Berlin Wall celebrations mark 20th anniversary
Nicole Gilmore
Issue date: 11/6/09 Section: Campus
|
Faculty and students have been working to make this a success and remember the history of the Berlin Wall, including having Josef Joffe, publisher of German newspaper Die Zeit, speak to Miami students Nov. 9.
Joffe is also a professor of political science at Stanford, concentrating on U.S. foreign policy, international security policy, European-American relations, and Europe and Germany. His lecture entitled "Twenty Years Later: Which Way Did the Wall Fall?" will take place at 12:30 p.m. Nov. 9 in 212 MacMillan Hall.

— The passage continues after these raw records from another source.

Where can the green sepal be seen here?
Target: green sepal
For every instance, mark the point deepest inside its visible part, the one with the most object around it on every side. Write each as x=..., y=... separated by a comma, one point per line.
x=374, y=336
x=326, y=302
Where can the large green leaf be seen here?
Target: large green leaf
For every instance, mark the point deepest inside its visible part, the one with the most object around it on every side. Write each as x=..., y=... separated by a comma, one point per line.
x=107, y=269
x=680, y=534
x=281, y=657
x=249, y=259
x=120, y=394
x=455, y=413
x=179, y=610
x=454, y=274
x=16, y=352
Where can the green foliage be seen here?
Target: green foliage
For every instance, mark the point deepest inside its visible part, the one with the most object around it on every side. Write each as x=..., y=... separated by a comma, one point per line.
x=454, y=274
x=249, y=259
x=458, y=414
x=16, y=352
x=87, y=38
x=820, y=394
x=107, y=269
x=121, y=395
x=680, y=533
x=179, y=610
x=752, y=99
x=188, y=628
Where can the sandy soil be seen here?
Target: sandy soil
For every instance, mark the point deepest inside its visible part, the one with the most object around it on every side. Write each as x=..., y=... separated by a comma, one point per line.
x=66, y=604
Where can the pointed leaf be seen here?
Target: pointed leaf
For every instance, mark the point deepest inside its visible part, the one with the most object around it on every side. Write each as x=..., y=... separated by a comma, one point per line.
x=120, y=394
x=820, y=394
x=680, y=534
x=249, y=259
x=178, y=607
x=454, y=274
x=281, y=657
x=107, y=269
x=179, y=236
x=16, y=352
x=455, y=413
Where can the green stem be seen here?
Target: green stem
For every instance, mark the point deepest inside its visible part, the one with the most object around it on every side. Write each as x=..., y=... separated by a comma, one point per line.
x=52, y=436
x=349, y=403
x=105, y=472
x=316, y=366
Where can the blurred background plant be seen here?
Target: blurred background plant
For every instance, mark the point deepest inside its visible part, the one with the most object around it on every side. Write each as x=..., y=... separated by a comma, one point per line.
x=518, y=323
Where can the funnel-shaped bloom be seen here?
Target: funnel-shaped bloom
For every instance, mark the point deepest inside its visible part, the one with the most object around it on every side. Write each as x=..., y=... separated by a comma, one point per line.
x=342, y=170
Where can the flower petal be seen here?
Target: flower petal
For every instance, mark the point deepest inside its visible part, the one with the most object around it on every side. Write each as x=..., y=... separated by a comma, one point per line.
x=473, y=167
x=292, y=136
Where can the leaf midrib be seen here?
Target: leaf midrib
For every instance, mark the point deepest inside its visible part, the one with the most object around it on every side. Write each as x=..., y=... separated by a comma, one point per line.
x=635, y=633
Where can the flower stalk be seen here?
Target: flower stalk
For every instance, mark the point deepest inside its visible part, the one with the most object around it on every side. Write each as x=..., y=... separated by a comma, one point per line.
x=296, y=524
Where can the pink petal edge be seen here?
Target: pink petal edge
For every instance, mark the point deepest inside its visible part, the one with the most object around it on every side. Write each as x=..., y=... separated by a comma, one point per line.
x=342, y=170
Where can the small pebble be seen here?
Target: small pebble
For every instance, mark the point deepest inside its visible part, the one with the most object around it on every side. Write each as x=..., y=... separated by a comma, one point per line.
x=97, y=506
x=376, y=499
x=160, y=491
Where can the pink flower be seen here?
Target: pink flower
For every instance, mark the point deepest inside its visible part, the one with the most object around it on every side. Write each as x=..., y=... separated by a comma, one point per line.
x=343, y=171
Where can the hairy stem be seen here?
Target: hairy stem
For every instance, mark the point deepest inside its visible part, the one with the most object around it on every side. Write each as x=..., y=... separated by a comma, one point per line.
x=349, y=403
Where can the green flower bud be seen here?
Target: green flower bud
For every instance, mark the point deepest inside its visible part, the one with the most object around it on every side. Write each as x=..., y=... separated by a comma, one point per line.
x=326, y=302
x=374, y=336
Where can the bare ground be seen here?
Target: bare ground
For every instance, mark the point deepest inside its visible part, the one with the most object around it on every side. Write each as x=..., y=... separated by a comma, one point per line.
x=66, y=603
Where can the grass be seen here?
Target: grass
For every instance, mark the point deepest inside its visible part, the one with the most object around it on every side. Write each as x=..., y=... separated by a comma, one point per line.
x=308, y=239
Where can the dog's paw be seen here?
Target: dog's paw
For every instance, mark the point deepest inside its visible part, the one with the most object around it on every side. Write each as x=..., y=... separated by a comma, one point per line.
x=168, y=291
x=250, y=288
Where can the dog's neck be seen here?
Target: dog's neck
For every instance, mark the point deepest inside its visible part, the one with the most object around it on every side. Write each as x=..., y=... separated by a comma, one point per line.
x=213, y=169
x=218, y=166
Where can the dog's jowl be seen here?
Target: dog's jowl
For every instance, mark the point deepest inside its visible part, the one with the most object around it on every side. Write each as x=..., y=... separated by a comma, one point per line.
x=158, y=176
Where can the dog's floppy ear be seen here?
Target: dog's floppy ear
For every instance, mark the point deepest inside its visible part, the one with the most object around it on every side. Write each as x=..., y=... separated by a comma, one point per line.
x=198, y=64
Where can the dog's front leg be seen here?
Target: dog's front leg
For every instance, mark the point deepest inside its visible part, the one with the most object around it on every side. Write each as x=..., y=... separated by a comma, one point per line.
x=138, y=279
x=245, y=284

"We like to think that the fall was a victory for the west but he will be talking about how the burden from taking care of all people from the east changed Berlin politically, economically and socially," said Karen Dawisha, director of the Havighurst Center. "His argument will be a very controversial one. It will be good for Miami students to go because in the United States we are used to thinking about the 20th century as the American Century. But the 21st century is showing itself to have a lot of challenges perhaps we should have foreseen: a lot of economic challenges, political challenges and military challenges. It is good to think about these events in quite different terms."
Architecture students are working to build their own version of the Berlin Wall and symbolize what it did to the country and the people.

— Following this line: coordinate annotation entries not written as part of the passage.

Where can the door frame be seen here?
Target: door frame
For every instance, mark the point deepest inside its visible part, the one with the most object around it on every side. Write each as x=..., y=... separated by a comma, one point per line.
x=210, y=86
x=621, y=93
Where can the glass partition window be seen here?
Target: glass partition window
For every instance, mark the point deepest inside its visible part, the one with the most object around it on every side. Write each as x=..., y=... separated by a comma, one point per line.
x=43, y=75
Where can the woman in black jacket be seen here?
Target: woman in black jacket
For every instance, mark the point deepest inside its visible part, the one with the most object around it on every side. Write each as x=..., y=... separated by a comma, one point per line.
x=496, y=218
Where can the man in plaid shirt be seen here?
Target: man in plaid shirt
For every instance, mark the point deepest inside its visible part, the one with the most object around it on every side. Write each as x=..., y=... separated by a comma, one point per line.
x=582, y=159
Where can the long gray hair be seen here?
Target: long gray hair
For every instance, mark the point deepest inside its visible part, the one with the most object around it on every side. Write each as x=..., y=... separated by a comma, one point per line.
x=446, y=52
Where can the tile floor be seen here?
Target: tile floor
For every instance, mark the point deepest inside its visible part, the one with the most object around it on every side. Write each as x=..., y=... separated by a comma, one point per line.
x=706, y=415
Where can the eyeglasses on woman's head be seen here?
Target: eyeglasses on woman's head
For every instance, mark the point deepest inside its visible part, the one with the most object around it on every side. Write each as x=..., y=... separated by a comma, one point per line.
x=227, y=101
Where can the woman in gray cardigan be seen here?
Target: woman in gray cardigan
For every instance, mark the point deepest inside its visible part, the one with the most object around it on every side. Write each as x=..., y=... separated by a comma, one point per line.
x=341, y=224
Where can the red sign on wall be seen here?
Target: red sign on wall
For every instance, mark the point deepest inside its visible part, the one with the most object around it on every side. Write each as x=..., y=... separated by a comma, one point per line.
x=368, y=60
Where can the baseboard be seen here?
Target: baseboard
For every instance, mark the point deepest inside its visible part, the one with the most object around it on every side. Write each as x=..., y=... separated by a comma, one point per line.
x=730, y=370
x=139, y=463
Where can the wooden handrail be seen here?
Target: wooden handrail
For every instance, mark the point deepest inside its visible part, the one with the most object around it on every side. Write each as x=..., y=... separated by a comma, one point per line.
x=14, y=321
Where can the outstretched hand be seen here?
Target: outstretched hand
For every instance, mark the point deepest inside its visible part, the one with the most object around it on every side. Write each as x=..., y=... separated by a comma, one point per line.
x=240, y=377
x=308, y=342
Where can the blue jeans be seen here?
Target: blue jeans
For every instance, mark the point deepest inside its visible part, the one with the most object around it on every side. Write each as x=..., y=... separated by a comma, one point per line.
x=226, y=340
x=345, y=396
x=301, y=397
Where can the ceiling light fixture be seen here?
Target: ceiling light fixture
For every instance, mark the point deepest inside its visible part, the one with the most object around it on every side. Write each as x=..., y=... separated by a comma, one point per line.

"The great thing about this semester is that there is a lot of opportunities for students to access information about the Berlin wall, there's not just one," Dawisha said. "There are a lot of opportunities to get involved."
The architecture students are involved in rebuilding the wall and later simulating its fall by tearing it down. The wall will be continued to be built throughout all of November and be dismantled on Dec. 1, the date of the complete fall of the Berlin Wall.
"We are hoping it conveys a message of rise and fall," said Joshua Carson, a junior architecture student working on the project. "Our generation mostly sees the side of graffiti on the wall. It's not just a wall that fell that was in the way. It changed a lot."